こんにちは、衆議院議員の青柳陽一郎です。

新型コロナウイルス感染症のまん延は未だ収束する気配が見られず、むしろ変異株の影響で感染拡大のスピードと規模が大きくなってしまっています。政府は緊急事態宣言やまん延防止等重点措置を発令し国民の皆さまに感染対策と人流抑制に取り組んでいますが、どうしても後手後手で短期的な効果が減少してしまっています。

政府も人流の抑制策とともに、ワクチン接種、検査、医療提供体制の拡充、治療薬・治療方法の確立に危機感をもって取り組みを進めるよう国会としての役割を果たしていきたいと思います。

コロナで見えた日本の医療体制の課題


そもそも日本は医療先進国だと信じていました。多くの国民の皆さんもそうでしょう。国民皆保険や医療機関へのフリーアクセス、平均寿命の高い健康長寿国だと自信を持っていました。

ところが、新型コロナウイルス感染症のまん延によって日本の医療の課題が浮き彫りになったのです。

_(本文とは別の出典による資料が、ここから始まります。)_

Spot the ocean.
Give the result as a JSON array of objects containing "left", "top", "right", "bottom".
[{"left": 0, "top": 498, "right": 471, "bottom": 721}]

例えば、過度な受診控え、発熱や咳などの症状が出ても、不安を気軽に相談できる医師がいないため、適切な検査・治療にたどり着くことができない事例が散見されています。また、コロナに感染して、自宅やホテルでの療養措置となった場合も適切な治療が受けられず、重症化して命を落とすケースもありました。これは医師が療養に関与する仕組みになっていないことが原因で、療養から医療への接続に大きな壁があるのです。

ワクチンの開発や確保が遅れたこと、検査が進まないこと、入院ベッドが増えないこと、治療薬が遅々として認められないことなど医療先進国日本は幻想だったと思わざるを得ない現状です。

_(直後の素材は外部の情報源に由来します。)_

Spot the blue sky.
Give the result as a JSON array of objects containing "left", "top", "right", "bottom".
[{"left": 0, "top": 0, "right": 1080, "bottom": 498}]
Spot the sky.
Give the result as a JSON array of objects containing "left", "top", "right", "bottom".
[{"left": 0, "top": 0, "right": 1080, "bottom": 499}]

一方、コロナ以前から課題は指摘されていました。それは医療の進歩により、結核などの感染症による死亡は激減しましたが、いま、がん、心筋梗塞、脳梗塞、糖尿病などの生活習慣病が医療需要の多くを占め、我が国の疾病構造は大きく変化したのです。生活習慣病は日常生活を改善することで一定程度抑えられる疾病で、健康管理つまり予防を通じて防げる可能性があるものです。

しかし医師は、予防を医療としてみていないと言われます。ここでも予防から医療への接続に壁があるのです。さらに地域包括ケアにみられる医療と介護の壁もあります。

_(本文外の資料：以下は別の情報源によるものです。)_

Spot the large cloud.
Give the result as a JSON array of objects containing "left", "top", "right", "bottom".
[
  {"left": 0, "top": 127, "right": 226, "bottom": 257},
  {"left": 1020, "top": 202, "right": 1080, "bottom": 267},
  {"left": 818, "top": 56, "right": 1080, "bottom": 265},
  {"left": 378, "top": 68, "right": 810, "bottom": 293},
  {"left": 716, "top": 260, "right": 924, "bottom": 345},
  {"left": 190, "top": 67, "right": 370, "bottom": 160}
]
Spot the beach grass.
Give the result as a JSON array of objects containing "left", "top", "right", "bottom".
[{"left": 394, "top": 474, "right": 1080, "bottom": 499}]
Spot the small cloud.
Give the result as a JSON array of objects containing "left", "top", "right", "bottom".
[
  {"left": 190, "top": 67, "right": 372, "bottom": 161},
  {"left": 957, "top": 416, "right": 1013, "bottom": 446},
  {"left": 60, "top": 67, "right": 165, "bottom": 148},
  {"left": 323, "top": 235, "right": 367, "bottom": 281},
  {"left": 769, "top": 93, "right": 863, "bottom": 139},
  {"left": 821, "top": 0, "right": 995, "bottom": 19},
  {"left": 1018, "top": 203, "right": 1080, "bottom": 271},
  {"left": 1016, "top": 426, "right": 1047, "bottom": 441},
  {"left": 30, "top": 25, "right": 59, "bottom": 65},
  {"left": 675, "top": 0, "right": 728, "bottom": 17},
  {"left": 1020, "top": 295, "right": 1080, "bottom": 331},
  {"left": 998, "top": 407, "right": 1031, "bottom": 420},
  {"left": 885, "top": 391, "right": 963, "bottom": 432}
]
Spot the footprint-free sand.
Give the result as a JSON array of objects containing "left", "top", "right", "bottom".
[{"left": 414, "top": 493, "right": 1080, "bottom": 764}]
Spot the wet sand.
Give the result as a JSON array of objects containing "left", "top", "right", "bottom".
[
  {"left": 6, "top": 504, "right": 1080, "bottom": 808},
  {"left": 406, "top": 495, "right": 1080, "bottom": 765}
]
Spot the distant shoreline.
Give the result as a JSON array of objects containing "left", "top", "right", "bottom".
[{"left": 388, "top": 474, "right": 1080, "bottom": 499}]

このコロナ禍で見えた我が国の医療の弱点、それは予防と医療、医療と介護、療養と医療に壁があり、国民がなんでも相談できる頼れる医療制度になっていない、国民一人ひとりに寄り添ったきめ細やかな医療体制を再構築する必要があるということです。今こそ「国民本位の医療を再構築する」国民の手に医療を取り戻す「医療の民主化・メディカルニューディール」が必要と考えます。

そしてこの考えは、立憲民主党の政策「ZEROコロナ戦略」の本丸になる、自民党にはできない政策の対立軸になる概念だと確信し、今回「医療の民主化 日本版家庭医制度の創設」について投稿いたします。


「医療の民主化・メディカルニューディール」とは?


一人ひとりに寄り添った国民本位の医療制度を再構築する。

そのためには、地域におけるプライマリケア(地域住民の健康上の問題や疾病に対して初期段階で適切な診療を行い、継続的な医療を提供すること)の実現を図っていくことが必要です。そしてそれは、すべての国民が予防から医療まで相談できるかかりつけの医師を持つことができる「日本版家庭医制度」を創設することが一つの大きな解決策になると「私たち」は考えました。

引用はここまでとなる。